Estonian Math Competitions

Answer: (a) No; (b) No.

After each meet of two chameleons, the numbers of chameleons of two colours decrease by 1 and the number of chameleons of the remaining colour increases by 2. Thus the difference of the numbers of chameleons of each two colours is constant modulo 3. As the remainders modulo 3 of the numbers of chameleons of different colours are pairwise distinct in the beginning, the numbers of chameleons of no two colours can become equal. This also implies that all chameleons cannot be of the same colour since then the numbers of chameleons of two other colours would be equal to 0.

---

Alternative solution.

a.

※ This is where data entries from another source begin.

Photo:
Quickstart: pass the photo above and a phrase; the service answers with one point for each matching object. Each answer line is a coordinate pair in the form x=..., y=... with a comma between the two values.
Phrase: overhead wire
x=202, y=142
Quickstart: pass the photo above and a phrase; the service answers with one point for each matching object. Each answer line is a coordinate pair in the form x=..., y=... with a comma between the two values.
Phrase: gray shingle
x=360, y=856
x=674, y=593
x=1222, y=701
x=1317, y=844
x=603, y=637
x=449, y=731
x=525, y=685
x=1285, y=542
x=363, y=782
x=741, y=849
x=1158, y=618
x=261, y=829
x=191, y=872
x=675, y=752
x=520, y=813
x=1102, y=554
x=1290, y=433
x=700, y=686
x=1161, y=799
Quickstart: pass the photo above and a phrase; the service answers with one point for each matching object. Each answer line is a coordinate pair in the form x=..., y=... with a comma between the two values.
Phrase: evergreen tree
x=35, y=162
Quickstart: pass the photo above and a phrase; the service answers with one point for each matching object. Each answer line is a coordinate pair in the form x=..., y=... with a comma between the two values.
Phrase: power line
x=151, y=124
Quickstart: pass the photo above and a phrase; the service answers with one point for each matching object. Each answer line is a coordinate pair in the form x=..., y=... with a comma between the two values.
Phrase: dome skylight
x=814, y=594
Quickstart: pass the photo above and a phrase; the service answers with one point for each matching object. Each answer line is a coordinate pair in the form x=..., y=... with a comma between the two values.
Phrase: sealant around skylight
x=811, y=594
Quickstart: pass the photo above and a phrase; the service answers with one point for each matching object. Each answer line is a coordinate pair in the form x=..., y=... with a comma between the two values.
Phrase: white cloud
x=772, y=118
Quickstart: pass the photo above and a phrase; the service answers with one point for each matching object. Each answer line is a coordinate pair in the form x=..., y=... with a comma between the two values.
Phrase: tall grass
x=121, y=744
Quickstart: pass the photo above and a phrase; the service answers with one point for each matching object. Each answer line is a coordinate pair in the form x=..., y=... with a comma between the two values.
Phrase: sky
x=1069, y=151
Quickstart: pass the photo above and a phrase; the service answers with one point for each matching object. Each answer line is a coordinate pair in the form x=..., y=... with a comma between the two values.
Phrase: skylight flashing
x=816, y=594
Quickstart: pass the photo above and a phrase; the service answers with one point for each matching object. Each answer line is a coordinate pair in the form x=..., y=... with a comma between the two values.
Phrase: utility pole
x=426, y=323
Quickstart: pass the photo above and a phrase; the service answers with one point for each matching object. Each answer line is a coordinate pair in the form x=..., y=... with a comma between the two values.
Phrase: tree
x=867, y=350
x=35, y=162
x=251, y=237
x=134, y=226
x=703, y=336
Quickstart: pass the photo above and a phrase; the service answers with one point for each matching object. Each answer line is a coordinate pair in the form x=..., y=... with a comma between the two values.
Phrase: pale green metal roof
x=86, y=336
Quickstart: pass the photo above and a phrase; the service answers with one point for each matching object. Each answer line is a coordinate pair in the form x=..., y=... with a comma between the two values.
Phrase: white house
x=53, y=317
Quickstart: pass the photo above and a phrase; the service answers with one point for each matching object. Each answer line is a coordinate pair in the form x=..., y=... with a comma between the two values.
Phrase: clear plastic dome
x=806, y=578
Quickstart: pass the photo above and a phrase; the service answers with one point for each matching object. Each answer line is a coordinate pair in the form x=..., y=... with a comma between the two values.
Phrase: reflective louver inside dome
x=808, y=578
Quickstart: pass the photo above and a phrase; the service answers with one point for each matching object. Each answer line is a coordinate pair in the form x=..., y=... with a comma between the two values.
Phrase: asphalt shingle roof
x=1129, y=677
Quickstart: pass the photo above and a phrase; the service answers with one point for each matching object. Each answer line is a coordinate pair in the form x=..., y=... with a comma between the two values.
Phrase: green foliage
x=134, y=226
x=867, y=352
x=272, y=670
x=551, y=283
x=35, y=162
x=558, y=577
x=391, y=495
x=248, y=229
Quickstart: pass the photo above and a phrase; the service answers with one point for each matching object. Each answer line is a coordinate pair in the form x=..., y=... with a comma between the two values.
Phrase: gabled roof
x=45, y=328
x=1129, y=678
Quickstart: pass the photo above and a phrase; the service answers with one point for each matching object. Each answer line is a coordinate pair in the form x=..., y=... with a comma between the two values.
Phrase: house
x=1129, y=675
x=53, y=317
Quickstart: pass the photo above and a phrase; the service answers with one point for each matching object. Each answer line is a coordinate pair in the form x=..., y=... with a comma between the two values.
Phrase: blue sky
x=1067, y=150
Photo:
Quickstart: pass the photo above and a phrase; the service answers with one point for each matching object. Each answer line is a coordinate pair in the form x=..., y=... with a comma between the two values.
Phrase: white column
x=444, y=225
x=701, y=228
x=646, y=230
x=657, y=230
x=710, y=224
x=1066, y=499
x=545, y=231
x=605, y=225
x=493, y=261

If there were equally many chameleons of each colour, the common number of chameleons of each colour would be 20. To keep the number of brown chameleons all in all unchanged, there must be 2 decreases by 1 per each increase by 2. Hence the total number of meets must be $3x$ for some integer $x$. For changing the number of green chameleons from 25 to 20, there must be 5 decreases by 1 and, in addition, 2 decreases by 1 per each increase by 2. Hence the total number of meets must be $5+3y$ for some integer $y$. Thus $3x=5+3y$, but this equation has no integral solutions.

b. Analogously, if the number of brown chameleons were 60 then the number of meets must be $20+3x$ for an integer $x$; then the number of orange chameleons would be 0, requiring $15+3y$ meets for an integer $y$, but the equation $20+3x=15+3y$ has no integral solutions. If the number of brown chameleons were 0 then the number of meets must again be $20+3x$. If the number of orange chameleons were also 0 then the number of meets would be $15+3y$ for an integer $y$ leading to the same equation; if the number of green chameleons were 0 then we would get the equation $20+3x=25+3y$ which also does not have integral solutions.